Related Rate: Kite Problem

This Desmos graph gives a complete picture:

desmos.com/calculator/wuvkqrck6m

Be sure to go to full screen by collapsing the lefthand panel (click the << at top of that panel), when visiting the graph.

Let's say that Joe is holding the apparatus that let's out the string for the kite, and that initially the kite somehow is directly above Joe at a height of 100 feet. At that point in time the string is making a 90 degree angle with the ground. Now the wind starts moving the kite horizontally (so vertical height remains 100 feet)., at 14 ft/sec).
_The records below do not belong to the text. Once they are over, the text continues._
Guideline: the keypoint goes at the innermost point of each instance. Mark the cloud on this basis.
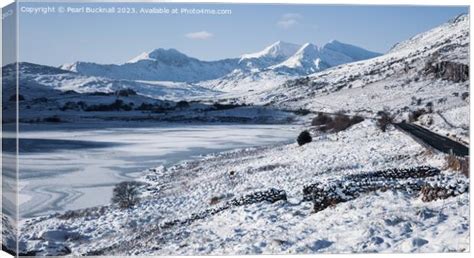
(199, 35)
(289, 20)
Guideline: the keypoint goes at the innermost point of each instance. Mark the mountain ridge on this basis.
(172, 65)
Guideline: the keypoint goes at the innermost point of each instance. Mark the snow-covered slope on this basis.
(305, 61)
(64, 80)
(172, 65)
(428, 69)
(271, 55)
(283, 61)
(158, 65)
(311, 58)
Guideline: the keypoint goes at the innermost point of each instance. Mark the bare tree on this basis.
(126, 194)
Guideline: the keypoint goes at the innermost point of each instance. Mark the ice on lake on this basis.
(65, 167)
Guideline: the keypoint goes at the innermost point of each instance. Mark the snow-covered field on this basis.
(238, 199)
(365, 224)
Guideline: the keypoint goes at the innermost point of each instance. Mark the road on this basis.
(434, 140)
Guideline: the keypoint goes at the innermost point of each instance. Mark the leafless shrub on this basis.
(459, 164)
(321, 119)
(126, 194)
(432, 193)
(335, 123)
(384, 119)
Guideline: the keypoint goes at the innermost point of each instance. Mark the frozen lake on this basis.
(64, 167)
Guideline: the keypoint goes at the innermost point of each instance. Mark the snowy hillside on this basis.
(158, 65)
(64, 80)
(185, 209)
(363, 188)
(428, 71)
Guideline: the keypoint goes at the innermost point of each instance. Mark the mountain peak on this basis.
(161, 54)
(275, 50)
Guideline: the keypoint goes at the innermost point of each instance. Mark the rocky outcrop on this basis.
(447, 70)
(427, 180)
In order to accommodate the movement Joe has to let out extra length of string (call its length s).

Picture the string, the horizontal distance the kite has travelled (but picture along the ground), and a vertical leg opposite the angle formed by the string and the ground forming a right triangle. The angle between the ground and string is θ.
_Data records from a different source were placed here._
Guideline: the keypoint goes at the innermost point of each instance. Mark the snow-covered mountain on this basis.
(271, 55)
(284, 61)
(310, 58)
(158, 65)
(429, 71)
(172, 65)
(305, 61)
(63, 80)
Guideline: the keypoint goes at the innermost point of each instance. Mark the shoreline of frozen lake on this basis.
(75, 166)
cot θ = x/100 (x is the horizontal distance the kite has moved)

θ = arccot(x/100)

dθ/dt = [-1/(1+(x/100)²)] (dx/dt)

When s = 200, x² = 200² - 100² = 30000

Substitute 14 (ft/sec) for (dx/dt) and 30000 for x² and simplify. See the graph for more details.

There are a few other ways to do this problem (including using tangent instead of cotangent), but this seems most straightforward. Another way would be to take the derivative implicitly with respect to t.